Para os amantes do futebol: sabe quando o time têm ótimos jogadores, realmente habilidosos, e ainda assim, quando entram em campo, percebe-se que não dá liga, e que mais parecem um bando que um grupo treinado?! Sabem?
Então, é isso o que se pode dizer do longa elaborado por Zak Hilditch, possui os ingredientes certos, mas a execução é problemática.
O diretor australiano entregou com Cascavel, seu segundo projeto para a provedora mundial via streaming. Uma vez que dois anos atrás, fez 1922 estrelado por Thomas Jane, baseado em um conto de Stephen King. De fácil percepção pegar que o australiano se inspira muito no autor americano em seu trabalho. Já que, mesmo sua mais recente obra – disponível ao assinante Netflix – que é de autoria própria, lembra muito o estilo do renomado autor de histórias assustadoras.

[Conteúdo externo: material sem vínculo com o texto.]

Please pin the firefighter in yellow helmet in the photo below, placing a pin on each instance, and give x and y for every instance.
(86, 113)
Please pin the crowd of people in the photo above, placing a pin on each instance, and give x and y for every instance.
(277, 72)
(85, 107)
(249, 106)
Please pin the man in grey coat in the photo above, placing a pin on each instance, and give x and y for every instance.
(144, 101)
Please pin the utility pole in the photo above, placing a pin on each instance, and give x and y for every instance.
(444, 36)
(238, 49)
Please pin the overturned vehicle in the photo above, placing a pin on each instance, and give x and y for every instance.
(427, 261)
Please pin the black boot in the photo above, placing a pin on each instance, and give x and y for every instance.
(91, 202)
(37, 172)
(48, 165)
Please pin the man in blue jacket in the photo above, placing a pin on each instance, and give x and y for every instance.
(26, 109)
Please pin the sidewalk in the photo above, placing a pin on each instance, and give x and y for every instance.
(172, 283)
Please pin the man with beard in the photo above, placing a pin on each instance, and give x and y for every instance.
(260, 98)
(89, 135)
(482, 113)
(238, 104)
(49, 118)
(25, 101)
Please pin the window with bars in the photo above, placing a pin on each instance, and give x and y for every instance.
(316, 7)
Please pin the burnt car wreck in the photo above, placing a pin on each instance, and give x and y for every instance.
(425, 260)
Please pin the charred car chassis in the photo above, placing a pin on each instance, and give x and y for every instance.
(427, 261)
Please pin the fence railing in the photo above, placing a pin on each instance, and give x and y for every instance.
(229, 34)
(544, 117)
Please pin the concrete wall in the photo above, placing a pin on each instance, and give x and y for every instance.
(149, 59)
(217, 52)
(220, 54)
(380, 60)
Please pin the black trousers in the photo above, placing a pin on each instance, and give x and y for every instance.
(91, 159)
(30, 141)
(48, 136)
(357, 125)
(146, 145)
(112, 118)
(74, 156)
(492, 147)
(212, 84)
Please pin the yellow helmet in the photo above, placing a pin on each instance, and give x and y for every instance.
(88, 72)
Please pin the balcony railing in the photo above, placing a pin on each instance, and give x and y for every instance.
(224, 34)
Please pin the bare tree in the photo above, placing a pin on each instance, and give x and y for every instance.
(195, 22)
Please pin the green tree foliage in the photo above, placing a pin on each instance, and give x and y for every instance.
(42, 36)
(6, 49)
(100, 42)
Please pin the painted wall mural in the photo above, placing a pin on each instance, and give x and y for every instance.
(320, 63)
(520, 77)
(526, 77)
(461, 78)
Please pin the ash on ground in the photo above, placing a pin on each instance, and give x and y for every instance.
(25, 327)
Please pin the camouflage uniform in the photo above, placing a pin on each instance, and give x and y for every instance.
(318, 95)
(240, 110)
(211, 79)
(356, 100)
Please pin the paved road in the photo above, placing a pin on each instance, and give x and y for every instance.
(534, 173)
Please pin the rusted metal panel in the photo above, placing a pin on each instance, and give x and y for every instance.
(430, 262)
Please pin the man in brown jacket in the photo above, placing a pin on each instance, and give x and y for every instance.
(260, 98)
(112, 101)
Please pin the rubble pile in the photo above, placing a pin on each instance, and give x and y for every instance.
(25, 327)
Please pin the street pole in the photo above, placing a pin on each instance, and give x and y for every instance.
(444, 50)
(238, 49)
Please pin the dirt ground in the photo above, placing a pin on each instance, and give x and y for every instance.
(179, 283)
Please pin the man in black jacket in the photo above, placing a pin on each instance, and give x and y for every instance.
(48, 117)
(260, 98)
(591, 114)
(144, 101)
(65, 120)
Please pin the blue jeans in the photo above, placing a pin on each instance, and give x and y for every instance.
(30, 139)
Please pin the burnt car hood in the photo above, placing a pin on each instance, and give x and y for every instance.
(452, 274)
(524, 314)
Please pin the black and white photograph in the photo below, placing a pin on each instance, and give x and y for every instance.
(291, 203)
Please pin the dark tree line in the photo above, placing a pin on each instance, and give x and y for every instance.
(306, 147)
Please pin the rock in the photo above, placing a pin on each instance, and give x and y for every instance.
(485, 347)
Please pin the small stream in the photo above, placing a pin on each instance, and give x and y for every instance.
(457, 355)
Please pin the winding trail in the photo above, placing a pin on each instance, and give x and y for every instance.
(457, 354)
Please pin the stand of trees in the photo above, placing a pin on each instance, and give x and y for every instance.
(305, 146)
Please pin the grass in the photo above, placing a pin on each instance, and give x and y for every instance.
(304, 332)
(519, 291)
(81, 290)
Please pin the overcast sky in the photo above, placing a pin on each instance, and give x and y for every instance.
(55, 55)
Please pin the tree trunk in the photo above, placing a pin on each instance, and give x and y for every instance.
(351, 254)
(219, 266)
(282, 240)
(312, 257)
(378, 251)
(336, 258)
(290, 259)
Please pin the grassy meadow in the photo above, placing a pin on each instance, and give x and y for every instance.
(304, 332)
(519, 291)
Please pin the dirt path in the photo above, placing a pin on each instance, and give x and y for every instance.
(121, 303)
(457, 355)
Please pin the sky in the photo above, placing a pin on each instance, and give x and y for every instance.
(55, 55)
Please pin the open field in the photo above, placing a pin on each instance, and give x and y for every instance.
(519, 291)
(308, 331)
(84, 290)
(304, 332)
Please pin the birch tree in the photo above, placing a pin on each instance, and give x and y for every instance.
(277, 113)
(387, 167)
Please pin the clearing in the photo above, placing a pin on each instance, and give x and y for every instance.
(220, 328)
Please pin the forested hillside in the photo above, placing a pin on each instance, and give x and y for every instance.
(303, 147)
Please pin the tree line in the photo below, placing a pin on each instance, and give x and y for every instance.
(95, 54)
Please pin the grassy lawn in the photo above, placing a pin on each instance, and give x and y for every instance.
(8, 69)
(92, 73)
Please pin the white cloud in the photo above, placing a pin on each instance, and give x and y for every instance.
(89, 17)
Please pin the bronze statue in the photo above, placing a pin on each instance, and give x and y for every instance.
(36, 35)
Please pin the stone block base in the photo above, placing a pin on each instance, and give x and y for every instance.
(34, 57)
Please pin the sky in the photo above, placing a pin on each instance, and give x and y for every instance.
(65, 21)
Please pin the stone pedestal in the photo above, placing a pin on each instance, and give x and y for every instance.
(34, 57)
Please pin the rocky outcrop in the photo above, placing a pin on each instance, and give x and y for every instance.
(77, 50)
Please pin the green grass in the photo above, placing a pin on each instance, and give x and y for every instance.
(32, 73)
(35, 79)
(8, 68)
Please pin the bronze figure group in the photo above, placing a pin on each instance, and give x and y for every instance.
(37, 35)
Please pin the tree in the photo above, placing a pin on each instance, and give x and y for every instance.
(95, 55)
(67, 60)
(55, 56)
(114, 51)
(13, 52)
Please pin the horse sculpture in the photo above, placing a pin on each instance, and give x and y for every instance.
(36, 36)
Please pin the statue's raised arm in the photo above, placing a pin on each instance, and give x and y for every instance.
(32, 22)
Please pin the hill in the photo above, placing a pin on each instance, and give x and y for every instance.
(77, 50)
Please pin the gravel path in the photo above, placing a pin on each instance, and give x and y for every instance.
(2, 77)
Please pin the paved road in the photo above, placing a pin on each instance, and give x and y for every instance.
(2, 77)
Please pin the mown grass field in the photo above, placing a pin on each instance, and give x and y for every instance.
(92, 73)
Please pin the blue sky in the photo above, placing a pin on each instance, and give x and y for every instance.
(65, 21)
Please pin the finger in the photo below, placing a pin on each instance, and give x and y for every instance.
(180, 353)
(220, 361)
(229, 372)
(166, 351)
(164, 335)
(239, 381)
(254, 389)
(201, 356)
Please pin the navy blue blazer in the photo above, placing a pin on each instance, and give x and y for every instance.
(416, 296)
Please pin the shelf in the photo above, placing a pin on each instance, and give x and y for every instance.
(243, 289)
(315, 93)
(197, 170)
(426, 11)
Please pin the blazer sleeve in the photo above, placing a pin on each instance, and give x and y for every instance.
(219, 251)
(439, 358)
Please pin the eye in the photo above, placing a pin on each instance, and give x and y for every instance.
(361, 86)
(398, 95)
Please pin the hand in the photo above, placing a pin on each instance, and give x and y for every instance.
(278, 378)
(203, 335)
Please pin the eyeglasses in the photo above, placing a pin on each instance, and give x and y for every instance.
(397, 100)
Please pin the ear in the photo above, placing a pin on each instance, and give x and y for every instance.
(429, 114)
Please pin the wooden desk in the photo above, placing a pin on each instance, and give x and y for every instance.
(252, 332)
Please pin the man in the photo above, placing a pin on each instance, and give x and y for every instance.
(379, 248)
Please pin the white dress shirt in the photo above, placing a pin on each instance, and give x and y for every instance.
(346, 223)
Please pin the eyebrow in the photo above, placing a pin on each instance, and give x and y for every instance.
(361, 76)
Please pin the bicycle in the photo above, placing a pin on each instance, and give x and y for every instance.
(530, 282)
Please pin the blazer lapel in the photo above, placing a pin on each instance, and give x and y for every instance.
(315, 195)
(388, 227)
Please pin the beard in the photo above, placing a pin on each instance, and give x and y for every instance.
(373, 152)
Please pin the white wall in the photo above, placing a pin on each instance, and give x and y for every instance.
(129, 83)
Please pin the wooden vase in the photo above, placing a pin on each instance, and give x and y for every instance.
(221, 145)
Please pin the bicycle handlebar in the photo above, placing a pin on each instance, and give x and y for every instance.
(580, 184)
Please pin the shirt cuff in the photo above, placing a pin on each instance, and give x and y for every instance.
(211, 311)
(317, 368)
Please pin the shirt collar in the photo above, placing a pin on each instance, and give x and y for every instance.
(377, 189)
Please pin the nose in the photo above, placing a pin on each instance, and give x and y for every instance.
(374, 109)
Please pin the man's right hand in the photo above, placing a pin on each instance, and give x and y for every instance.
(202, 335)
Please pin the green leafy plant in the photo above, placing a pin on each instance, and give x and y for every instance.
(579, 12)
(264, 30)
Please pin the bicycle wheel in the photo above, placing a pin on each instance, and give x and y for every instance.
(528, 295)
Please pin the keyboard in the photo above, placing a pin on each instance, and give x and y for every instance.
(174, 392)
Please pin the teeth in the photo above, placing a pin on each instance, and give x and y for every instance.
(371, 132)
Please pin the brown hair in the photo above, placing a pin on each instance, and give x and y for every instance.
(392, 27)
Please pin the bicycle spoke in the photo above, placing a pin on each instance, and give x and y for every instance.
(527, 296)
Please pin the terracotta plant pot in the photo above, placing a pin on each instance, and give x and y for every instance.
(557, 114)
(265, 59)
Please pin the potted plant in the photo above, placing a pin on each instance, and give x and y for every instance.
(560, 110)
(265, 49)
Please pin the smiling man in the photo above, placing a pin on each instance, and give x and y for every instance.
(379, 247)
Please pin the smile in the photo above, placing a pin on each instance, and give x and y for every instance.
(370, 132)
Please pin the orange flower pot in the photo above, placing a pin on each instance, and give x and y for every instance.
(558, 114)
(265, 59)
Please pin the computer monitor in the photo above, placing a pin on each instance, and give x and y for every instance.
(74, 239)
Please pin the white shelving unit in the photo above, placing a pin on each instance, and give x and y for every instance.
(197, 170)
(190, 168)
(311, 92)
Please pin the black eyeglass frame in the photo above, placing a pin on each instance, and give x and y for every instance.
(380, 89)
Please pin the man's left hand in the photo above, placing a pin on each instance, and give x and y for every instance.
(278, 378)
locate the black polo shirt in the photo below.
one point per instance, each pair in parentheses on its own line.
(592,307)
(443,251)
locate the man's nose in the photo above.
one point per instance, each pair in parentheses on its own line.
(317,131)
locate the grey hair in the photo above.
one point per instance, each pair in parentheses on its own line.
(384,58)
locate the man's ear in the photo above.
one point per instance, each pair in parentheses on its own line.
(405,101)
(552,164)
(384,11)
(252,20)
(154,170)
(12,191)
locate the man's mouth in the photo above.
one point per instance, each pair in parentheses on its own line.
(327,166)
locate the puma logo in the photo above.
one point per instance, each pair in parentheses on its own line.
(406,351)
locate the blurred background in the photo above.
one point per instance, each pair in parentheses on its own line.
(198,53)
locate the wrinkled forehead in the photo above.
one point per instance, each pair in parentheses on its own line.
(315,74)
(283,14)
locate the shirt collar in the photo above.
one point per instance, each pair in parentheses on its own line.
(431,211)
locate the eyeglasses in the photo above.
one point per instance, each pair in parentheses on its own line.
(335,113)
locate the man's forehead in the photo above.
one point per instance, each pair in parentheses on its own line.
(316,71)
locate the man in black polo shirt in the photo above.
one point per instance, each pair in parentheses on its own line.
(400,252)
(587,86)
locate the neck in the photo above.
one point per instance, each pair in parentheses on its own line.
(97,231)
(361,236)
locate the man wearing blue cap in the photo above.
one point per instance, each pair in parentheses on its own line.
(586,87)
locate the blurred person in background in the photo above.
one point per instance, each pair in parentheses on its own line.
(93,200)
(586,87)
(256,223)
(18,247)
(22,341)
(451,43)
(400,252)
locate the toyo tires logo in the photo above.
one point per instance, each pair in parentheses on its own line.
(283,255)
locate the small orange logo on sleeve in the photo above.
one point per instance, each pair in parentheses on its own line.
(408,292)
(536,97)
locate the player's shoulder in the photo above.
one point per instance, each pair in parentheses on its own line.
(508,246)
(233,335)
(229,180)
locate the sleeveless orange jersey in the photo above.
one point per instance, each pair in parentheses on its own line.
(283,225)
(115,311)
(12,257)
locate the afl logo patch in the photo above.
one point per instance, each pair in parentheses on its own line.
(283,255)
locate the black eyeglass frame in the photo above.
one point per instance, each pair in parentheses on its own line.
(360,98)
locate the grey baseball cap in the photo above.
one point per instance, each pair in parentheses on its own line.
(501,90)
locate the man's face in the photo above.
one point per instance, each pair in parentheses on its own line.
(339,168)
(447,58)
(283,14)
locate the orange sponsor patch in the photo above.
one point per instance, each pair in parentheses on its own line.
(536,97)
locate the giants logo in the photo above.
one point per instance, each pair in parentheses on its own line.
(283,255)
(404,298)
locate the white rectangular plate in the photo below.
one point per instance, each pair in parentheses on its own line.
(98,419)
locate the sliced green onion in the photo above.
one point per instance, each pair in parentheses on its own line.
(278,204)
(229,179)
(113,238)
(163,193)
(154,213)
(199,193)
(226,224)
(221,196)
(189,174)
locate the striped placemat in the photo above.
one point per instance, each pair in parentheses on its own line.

Mas, ficou só na inspiração mesmo, dado que a trama de Hilditch acerta e erra, erra e acerta, e se mantêm assim por todos os atos do filme.
A climatização é boa, pois suga de um dos subgêneros mais sedutores da literatura americana, chamado de ‘southern gothic’ – no traduzido, gótico sulista. Desta maneira, situa-se na parte sul dos Estados Unidos, rodeado de personagens profundamente falhos, perturbados e excêntricos em seu jeito de ser; em cenários abandonados ou isolados envoltos por um ar sinistro e hostil de pobreza, crime e violência.
Se o ambiente era correto, só acertar o desempenho. Pois, é aí onde Cascavel deixa a peteca cair, muitas vezes. Por duas vias: primeiro, a falta de vibração (ou tensão) em muitas cenas onde deveria haver tal carga dramática, e também não ajuda muito o fato de Zak Hilditch errar no ‘timing’ do que poderiam ser alguns momentos de susto, ou mesmo, do tipo incômodos nesta obra; e o segundo, a protagonista Carmen Ejogo, que é convincente como uma mãe cuidadosa, mas desmotivada em todo o resto.
A performance da atriz nos distancia de qualquer sensação mais forte em Cascavel. Mesmo quando o enredo gradualmente vai ficando mais intrincado, fica a impressão de que o horror da personagem se encontra alguns andares abaixo do que o material pretendia.
E, mesmo a parte final da história sofre desta desigualdade, de modo que compreendemos a intenção definitiva do roteiro em apresentar o que é uma vida de remorso, onde sempre olhamos no retrovisor – algo inclusive, levemente eastwoodiano – , seja para onde formos ou estamos. Todavia, para sentir tamanha agonia, usa-se de um ‘Deus ex machina’ dos mais mequetrefes que pode haver, longe daqueles mais apropriados, como em Jurassic Park: O Parque dos Dinossauros de Steven Spielberg, ou Adaptação de Spike Jonze; e, lamentavelmente mais próximo dos usados em Star Wars – Os Últimos Jedi de Rian Johnson.
Isto acaba anulando quase que toda a densidade pretendida, pois soa falso e manipulador demais no momento de catarse.
Em resumo, Cascavel não é muito mais do que uma cobra aleatória que se encontra pelo caminho. Veja aonde pisa!